L'errore da non fare
Non cuocere la barbabietola nel brodo della minestra direttamente: occorre farla bollire a parte prima. Questo per due motivi: la cottura è più veloce e controllata, e il brodo rimane leggero. Se la cuoci nel brodo insieme al riso, il tempo totale diventa troppo lungo (40-50 minuti) e il riso si scioglie, diventando una pappetta. Inoltre, la barbabietola cruda rilascia un'acqua che diluisce troppo il brodo, rendendolo insipido.
I nostri consigli
- La minestra si conserva in frigorifero per 3-4 giorni in un contenitore ermetico. Riscaldala a fuoco dolce aggiungendo un poco d'acqua o brodo tiepido: il riso avrà assorbito il liquido e il piatto si sarà addensato. Non usare il microonde, che tende a rendere il riso gommoso.
- Se avete foglie giovani di barbabietola (le «cime di barbabietola»), tritatele finemente e aggiungele al brodo negli ultimi 5 minuti di cottura: daranno una nota erbacea e aumenteranno le fibre.
- Variante con riso integrale: segui la ricetta identica, ma aumenta il tempo di cottura a 30-32 minuti. Il riso integrale è più duro e assorbe più lentamente. Il risultato è più saziantante e contiene più fibre.
- Per una versione ricca, aggiungi 200 g di fagioli rossi cotti (sciacquati da una scatola) negli ultimi 5 minuti: la minestra diventa un piatto unico con proteine complete.
Quando prepararla
La minestra di riso e barbabietola è ideale in autunno e inverno, quando la barbabietola è al suo apice di dolcezza (da agosto a marzo).
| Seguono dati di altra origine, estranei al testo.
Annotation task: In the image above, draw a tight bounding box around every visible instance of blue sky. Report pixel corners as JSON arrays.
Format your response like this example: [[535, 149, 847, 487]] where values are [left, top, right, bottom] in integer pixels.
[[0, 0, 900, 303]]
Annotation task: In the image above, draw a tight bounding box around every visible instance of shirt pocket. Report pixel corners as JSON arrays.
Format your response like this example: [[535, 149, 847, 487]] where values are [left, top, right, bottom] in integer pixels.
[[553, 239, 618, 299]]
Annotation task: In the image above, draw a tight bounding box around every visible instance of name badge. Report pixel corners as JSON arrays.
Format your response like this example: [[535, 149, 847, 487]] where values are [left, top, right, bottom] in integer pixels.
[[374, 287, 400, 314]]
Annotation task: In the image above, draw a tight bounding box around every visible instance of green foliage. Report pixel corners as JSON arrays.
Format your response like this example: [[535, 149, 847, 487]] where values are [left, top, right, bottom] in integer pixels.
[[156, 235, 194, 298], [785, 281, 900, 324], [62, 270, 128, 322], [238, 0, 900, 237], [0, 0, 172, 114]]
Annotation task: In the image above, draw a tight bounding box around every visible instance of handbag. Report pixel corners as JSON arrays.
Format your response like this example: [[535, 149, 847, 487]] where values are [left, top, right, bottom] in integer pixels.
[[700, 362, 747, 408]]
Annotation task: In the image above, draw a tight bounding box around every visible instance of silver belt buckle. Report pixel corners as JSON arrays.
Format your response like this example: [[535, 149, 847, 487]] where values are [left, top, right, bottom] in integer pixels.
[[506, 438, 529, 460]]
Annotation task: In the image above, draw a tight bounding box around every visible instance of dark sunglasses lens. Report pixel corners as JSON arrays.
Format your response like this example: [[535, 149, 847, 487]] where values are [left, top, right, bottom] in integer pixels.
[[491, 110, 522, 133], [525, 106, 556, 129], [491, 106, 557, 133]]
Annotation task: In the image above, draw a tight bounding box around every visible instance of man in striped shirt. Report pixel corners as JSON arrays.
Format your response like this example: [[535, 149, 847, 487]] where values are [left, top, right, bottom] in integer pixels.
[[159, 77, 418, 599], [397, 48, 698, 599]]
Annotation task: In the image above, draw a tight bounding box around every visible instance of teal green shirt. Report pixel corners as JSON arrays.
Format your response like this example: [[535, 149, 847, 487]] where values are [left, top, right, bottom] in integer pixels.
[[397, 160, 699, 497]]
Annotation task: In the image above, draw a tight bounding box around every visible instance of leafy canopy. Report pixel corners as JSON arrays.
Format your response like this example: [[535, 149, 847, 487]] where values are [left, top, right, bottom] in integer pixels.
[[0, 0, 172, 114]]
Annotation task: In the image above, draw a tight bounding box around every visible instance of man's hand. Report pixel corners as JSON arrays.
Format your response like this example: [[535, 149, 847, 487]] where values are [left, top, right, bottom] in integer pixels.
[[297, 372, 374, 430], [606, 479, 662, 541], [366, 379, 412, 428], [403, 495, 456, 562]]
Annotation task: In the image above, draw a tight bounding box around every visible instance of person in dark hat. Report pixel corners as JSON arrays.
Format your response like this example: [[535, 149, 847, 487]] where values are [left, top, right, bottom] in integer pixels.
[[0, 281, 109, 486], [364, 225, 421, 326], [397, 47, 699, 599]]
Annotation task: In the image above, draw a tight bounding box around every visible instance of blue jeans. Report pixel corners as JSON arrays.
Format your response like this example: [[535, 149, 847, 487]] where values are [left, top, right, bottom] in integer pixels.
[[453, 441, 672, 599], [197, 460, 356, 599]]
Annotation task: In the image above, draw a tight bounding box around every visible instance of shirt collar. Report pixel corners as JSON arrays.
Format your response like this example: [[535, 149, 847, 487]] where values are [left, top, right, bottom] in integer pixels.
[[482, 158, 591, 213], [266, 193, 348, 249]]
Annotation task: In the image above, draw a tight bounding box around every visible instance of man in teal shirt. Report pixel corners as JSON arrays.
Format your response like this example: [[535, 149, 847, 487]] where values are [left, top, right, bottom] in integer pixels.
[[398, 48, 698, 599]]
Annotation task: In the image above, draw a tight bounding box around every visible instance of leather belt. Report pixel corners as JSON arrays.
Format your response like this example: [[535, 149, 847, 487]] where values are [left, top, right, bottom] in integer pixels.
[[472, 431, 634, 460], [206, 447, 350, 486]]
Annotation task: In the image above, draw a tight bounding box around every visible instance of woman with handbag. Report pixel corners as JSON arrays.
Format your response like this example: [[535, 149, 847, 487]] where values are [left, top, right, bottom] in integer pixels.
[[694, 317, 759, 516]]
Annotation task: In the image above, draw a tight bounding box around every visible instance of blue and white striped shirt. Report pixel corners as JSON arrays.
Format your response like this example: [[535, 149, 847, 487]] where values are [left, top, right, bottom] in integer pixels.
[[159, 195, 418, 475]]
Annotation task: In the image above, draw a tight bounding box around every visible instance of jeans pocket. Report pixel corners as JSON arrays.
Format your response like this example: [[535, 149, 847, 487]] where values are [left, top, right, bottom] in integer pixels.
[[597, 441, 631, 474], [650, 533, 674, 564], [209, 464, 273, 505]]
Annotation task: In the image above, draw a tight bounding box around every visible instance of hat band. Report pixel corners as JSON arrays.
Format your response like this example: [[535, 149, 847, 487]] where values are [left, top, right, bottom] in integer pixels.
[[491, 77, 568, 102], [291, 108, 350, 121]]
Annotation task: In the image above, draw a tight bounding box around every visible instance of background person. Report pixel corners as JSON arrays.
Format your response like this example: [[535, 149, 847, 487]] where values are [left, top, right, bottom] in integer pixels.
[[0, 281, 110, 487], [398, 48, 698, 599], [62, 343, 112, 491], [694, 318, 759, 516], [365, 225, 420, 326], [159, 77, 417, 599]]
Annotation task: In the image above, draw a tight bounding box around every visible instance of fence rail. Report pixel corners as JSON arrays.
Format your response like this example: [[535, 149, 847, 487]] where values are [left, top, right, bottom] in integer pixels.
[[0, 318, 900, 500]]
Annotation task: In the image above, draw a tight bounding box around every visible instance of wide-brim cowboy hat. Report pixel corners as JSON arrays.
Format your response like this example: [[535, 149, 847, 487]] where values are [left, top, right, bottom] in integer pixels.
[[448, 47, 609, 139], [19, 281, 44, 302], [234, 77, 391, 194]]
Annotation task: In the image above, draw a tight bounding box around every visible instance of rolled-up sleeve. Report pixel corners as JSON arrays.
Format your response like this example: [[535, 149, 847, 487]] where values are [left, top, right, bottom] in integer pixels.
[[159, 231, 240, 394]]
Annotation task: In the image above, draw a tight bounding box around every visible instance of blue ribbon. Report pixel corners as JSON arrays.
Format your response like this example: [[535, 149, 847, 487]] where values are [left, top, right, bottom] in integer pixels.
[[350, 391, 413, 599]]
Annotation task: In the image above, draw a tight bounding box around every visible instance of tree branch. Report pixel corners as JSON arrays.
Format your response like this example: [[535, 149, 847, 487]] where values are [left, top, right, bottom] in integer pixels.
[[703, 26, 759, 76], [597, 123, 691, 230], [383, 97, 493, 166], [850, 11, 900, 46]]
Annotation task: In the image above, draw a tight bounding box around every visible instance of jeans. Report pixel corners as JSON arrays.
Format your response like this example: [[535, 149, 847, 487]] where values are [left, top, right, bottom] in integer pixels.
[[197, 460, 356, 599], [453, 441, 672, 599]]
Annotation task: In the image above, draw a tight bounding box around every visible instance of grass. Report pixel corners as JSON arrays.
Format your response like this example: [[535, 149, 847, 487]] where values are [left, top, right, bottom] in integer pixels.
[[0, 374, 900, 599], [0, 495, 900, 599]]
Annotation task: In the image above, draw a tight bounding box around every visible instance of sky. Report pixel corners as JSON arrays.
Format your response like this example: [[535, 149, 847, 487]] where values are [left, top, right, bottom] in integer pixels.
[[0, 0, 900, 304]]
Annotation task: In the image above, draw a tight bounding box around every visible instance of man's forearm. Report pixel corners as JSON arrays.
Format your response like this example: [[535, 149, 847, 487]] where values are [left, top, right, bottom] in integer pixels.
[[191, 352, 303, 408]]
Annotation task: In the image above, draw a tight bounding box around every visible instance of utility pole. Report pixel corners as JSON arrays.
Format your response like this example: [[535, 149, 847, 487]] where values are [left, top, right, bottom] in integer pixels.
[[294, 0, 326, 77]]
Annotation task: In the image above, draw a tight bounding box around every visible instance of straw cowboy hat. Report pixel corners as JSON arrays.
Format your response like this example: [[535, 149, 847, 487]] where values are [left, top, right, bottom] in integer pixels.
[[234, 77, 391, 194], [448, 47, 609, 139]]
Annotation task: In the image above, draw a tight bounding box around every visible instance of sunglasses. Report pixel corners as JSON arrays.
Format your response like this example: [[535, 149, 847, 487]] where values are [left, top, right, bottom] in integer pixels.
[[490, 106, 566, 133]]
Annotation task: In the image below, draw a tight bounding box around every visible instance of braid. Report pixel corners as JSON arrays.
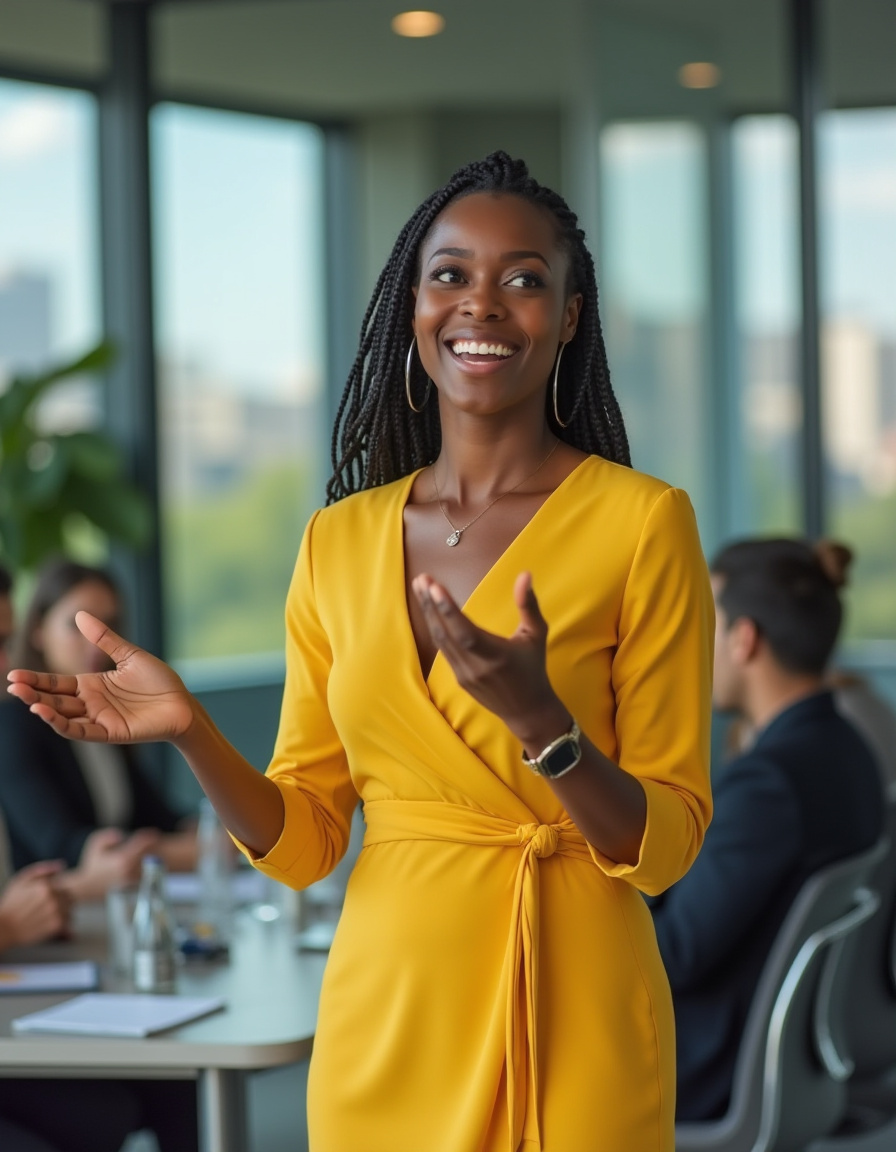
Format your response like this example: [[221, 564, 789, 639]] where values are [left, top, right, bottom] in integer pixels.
[[327, 152, 631, 503]]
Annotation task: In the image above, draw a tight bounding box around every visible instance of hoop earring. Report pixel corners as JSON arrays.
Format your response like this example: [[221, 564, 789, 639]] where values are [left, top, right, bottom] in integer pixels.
[[404, 336, 432, 412], [554, 344, 569, 429]]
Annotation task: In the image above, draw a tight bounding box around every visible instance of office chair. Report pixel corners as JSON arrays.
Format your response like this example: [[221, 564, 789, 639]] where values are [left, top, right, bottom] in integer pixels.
[[675, 841, 888, 1152], [810, 786, 896, 1152]]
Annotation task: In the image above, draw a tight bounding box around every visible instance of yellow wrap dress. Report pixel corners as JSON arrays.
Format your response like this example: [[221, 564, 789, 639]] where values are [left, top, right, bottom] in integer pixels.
[[239, 456, 713, 1152]]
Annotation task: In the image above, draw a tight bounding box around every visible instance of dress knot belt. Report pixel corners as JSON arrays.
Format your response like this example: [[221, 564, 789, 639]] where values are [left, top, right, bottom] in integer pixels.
[[516, 824, 560, 859], [364, 799, 592, 1152]]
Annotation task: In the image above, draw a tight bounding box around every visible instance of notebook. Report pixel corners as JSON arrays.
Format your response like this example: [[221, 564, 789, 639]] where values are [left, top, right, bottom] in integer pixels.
[[0, 960, 99, 994], [13, 992, 225, 1037]]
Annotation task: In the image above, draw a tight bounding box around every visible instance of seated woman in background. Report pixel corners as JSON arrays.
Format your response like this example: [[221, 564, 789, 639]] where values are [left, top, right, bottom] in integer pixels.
[[0, 560, 196, 899]]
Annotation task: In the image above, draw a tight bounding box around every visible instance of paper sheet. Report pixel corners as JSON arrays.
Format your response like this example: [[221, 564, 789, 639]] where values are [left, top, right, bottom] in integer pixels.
[[0, 960, 99, 994], [13, 992, 223, 1037]]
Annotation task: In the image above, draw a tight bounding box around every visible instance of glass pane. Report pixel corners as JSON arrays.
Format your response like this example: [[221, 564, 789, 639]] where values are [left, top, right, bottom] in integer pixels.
[[820, 108, 896, 639], [731, 115, 803, 533], [599, 121, 709, 529], [0, 79, 100, 400], [152, 105, 326, 659]]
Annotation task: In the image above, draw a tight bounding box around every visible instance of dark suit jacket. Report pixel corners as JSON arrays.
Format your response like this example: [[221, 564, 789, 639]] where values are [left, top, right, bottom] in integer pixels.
[[652, 692, 883, 1120], [0, 699, 180, 870]]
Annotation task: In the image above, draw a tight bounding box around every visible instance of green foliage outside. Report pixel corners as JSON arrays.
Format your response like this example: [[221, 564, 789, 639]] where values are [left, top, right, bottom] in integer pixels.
[[165, 461, 311, 659], [830, 492, 896, 641], [0, 343, 152, 575]]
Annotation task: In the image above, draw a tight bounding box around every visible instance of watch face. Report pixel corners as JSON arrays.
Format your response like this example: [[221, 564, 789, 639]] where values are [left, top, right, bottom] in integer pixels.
[[541, 740, 582, 776]]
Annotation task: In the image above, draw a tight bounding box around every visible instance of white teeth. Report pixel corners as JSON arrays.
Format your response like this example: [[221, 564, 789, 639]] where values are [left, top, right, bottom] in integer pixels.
[[451, 340, 514, 357]]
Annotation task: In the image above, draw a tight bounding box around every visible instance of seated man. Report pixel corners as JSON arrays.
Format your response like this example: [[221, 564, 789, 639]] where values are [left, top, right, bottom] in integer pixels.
[[652, 539, 883, 1121]]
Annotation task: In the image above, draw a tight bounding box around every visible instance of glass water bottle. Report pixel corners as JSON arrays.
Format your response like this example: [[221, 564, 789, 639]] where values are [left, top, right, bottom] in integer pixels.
[[134, 856, 177, 992]]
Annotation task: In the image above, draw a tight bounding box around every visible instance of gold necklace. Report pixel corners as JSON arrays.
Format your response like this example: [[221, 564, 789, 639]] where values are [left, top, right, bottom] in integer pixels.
[[430, 440, 560, 548]]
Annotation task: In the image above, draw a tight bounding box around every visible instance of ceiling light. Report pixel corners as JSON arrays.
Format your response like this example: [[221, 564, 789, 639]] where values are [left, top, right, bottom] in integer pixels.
[[392, 12, 445, 39], [678, 60, 722, 88]]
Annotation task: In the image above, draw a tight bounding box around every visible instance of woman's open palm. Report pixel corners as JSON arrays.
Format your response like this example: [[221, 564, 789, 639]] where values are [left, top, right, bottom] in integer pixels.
[[8, 612, 193, 744]]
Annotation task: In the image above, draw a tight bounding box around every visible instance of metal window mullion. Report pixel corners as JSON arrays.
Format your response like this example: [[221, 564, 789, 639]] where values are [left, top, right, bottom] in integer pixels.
[[99, 3, 164, 655], [790, 0, 826, 537]]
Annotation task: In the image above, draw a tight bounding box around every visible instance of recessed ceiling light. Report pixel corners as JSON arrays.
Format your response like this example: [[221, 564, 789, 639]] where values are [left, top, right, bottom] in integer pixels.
[[678, 60, 722, 88], [392, 10, 445, 39]]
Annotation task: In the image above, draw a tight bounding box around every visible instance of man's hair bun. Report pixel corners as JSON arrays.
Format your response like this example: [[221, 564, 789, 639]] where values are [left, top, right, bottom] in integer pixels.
[[812, 540, 852, 588]]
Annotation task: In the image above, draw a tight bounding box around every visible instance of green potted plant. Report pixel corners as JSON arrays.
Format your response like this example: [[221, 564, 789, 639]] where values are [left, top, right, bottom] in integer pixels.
[[0, 342, 152, 573]]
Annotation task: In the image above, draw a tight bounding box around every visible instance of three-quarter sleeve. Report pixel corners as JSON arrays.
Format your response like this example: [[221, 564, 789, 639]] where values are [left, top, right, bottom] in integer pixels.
[[591, 488, 714, 895], [240, 513, 358, 888]]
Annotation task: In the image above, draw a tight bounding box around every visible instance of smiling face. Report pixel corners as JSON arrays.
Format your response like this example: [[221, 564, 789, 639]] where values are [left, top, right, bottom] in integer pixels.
[[413, 192, 582, 415]]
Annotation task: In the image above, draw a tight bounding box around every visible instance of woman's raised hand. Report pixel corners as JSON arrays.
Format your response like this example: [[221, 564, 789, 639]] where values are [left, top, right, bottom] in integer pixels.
[[412, 573, 570, 751], [7, 612, 195, 744]]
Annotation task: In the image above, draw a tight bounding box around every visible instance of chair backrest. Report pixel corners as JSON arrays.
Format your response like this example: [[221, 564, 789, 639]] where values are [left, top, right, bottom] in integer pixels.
[[845, 793, 896, 1079], [676, 842, 887, 1152]]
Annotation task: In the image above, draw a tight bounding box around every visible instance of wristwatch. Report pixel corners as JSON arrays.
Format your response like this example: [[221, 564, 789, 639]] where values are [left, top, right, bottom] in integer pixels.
[[523, 720, 582, 780]]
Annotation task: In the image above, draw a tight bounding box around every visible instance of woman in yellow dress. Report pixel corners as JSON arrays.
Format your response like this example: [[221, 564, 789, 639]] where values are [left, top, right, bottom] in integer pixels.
[[10, 153, 712, 1152]]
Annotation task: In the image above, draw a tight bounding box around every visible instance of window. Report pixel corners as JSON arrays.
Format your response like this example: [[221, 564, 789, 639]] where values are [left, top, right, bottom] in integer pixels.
[[151, 104, 327, 659], [0, 79, 100, 398], [599, 121, 711, 532], [819, 108, 896, 641], [731, 115, 803, 535]]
Però, poiché la barbabietola rossa è disponibile anche surgelata o già cotta in vaso tutto l'anno, puoi farla in qualunque stagione. È perfetta per chi ha fretta: i tempi sono brevi e gli ingredienti sono sempre a portata di mano.
Domande frequenti
- Posso usare barbabietola surgelata? Sì. Decongela le barbabietole tagliate, sciacquale bene, asciugale bene con carta assorbente e procedi dalla fase del soffritto. I tempi rimangono uguali.
- E se uso barbabietola già cotta in vaso? Perfetto: sciacquala, asciugala, tagliale a dadini e salta la fase di cottura della barbabietola. Aggiungi direttamente al brodo dopo il soffritto.
- Il riso carnaroli è obbligatorio? No. L'arborio funziona altrettanto bene. Evita il riso lungo o basmati, che rilasciano meno amido e la minestra rimane troppo liquida e povera.
- Posso farla senza soffritto? Sì, se preferisci una versione ancora più leggera. Salta il soffritto di cipolla, toasta il riso secco in pentola per 1-2 minuti con un po' d'olio, poi aggiungi il brodo caldo e la barbabietola. Il sapore sarà meno profondo, ma comunque buono.
- Come faccio a non sporcarmi le mani di rosso quando pela la barbabietola? Indossa guanti di lattice o cotone bagnati. In alternativa, versa un po' di aceto bianco sulla pelle dopo aver manipolato la barbabietola: stacca il colore.